Bridget Jones - bohaterka stworzona przez Helen Fielding - wywołała w latach 90. zamieszanie nie tylko na rynku wydawniczym (na całym świecie sprzedano 15 mln egzemplarzy obydwu części książki), ale i swego rodzaju obyczajowy przewrót. Nie mniejszy niż ten spowodowany niedawno pojawieniem się "Pięćdziesięciu twarzy Greya" E.L. James.
Dla młodszych czytelników naszego portalu i dla tych, co już trochę zapomnieli - przypominamy: Bridget to zaprzeczenie kobiecego ideału lansowanego przez media. Jednocześnie - żywy przykład na to, że nie tylko kobiety "doskonałe" są warte zainteresowania.

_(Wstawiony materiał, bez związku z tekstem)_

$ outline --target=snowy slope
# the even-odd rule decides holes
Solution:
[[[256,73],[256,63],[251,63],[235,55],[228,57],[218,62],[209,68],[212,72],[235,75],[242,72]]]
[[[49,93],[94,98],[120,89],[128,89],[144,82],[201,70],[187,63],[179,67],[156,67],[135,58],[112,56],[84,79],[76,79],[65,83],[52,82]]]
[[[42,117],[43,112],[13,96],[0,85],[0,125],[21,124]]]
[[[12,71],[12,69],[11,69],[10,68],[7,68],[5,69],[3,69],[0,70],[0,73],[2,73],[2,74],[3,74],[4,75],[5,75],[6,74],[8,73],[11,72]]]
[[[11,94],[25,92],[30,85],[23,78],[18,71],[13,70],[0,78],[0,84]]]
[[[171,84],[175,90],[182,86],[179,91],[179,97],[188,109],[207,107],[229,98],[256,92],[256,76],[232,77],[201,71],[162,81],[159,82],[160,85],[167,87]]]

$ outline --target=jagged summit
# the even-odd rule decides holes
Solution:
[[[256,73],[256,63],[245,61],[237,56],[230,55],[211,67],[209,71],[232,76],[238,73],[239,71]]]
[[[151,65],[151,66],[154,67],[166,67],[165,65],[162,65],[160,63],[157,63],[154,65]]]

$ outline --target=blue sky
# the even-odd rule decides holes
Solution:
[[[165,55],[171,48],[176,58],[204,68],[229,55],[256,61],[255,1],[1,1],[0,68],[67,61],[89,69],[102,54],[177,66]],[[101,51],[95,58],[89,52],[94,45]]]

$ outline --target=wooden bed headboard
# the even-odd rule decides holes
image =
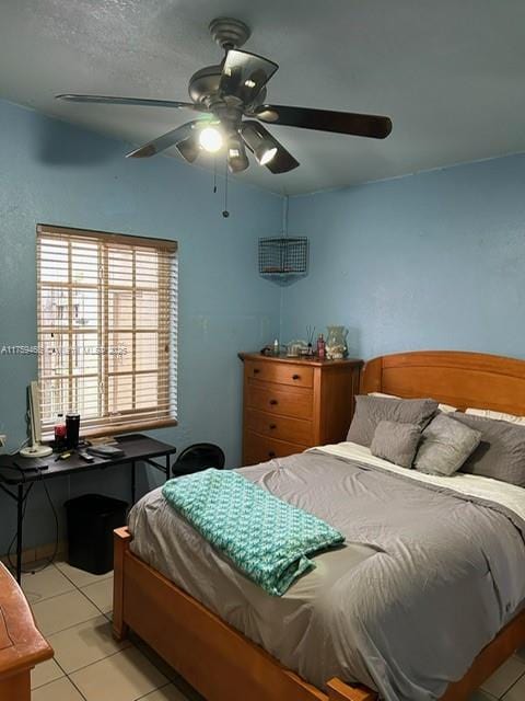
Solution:
[[[457,350],[384,355],[362,370],[361,393],[369,392],[525,415],[525,360]]]

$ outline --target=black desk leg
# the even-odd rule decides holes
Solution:
[[[16,582],[22,582],[22,526],[24,522],[24,486],[16,487]]]

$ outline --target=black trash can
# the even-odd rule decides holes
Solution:
[[[126,525],[126,502],[84,494],[65,503],[69,556],[73,567],[92,574],[113,570],[113,531]]]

Bridget Jones z "Dzienników" (w filmowej adaptacji graną przez Rene Zellweger) zapamiętaliśmy jako 35-letnią starą pannę, z butelką wina w jednej ręce, kubełkiem lodów w drugiej i nieodłącznym papierosem w ustach. No i z Chacką Khan wyśpiewującą w tle hit "I'm every woman". W drugiej części przygód ("W pogoni za rozumem") - mimo wielu pechowych zrządzeń losu - Bridget była w szczęśliwym związku z Markiem Darcy. W "Szalejąc za facetem" jest już jednak samotną matką z dwójką dzieci. Mark nie żyje.
Niepoprawna panna Jones
To oczywiste, że wszystkie kobiety mają coś wspólnego z Bridget, choć nie każda chciałaby się do tego przyznać. Ma ona w końcu życiowego pecha, wyjątkowy talent do zaliczania wpadek i nigdy nie udaje jej się sprostać swym surowym wymaganiom, które skrupulatnie notuje w punktach. To jednak m.in. ta sprzeczność uczyniła ją ikoną popkultury.
Wybraliśmy 10 powodów, które - choć nie zawsze chwalebne - sprawiają, że Bridget Jones jest bliska czytelniczkom. Wyjątkowa i zwyczajna.

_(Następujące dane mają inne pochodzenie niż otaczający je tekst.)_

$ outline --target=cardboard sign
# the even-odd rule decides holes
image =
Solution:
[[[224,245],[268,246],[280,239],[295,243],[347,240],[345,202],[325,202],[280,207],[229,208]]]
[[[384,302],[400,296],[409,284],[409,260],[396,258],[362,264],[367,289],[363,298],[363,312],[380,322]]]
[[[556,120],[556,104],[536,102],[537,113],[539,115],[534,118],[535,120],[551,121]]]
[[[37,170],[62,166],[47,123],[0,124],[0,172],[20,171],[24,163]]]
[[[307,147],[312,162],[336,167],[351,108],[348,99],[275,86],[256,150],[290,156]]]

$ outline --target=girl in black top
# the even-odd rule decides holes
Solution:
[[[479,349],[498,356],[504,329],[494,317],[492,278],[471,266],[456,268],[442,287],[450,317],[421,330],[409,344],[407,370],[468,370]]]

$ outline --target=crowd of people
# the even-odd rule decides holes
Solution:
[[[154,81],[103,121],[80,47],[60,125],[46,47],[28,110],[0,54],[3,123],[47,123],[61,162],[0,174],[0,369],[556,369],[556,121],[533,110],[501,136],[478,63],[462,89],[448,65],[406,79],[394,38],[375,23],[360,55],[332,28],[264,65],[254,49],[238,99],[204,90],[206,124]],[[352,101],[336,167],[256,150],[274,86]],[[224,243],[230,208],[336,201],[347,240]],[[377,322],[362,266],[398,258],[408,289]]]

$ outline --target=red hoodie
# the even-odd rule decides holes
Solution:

1. Nałogowo je, pije i pali
Codziennym rytuałem Bridget jest zapisywanie w dzienniku wagi, liczby jednostek wypitego alkoholu i spalonych papierosów (które próbuje rzucić) oraz kalorii ze zjedzonych posiłków. Zapiski mają ją motywować, ale i to nie pomaga, kiedy w życiu coś pójdzie nie po jej myśli - lista trunków, słodyczy i serów (które uwielbia) nieubłaganie się wydłuża. Prawda jest taka, że Bridget zwyczaje zajada stres. Jest też uzależniona od zdrapek.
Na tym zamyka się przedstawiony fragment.